King Buzzo – This Machine Kills Artists (Ipecac Recordings)

Publié par le 5 août 2014 dans Chroniques | 0 commentaire

buzzo30502714Évacuons immédiatement la comparaison obligatoire : King Buzzo alias Buzz Osborne, leader d’un groupe reconnu pour la férocité bruitiste de ses compositions (Melvins), sort un album acoustique, ce qui rappellera J Mascis, lui aussi leader d’un groupe reconnu pour la férocité bruitiste de ses compositions (en l’occurrence, Dinosaur Jr), qui avait fait la même chose en 2011. Les deux artistes ont une discographie suffisamment longue et un ancrage à leur groupe suffisamment profond pour que la démarche surprenne un peu, suffisamment de talent pour qu’elle éveille la curiosité des auditeurs. Les deux s’en tirent honorablement, et la comparaison s’arrête là.

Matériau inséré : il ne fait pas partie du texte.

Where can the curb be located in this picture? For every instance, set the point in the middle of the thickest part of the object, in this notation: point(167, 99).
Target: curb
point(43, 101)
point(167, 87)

Car si Mascis avait quand même habitué à un savoir-faire mélodique indiscutable déjà derrière des murs d’amplis, Buzzo était plutôt un adepte des morceaux dans ta face à base de riffs crasseux soutenus par une batterie écrasante. À vrai dire, si j’avais dû parier sur la sortie de l’album solo acoustique d’un membre des Melvins, j’aurais plutôt misé sur Dale Crover, l’ami d’enfance de Kurt Cobain, qui avait participé au dernier disque solo de Lou Barlow. « Il est chiant, ce type, il ramène tout à Dinosaur Jr ! »
Mais bon, voilà, on m’annonce la sortie de ce disque, King Buzzo seul avec sa guitare acoustique, et franchement, je suis curieux mais interrogatif. Qu’attendre d’un album pareil ? Et bien, paradoxalement, je dirais que le plus surprenant est de ne pas être surpris.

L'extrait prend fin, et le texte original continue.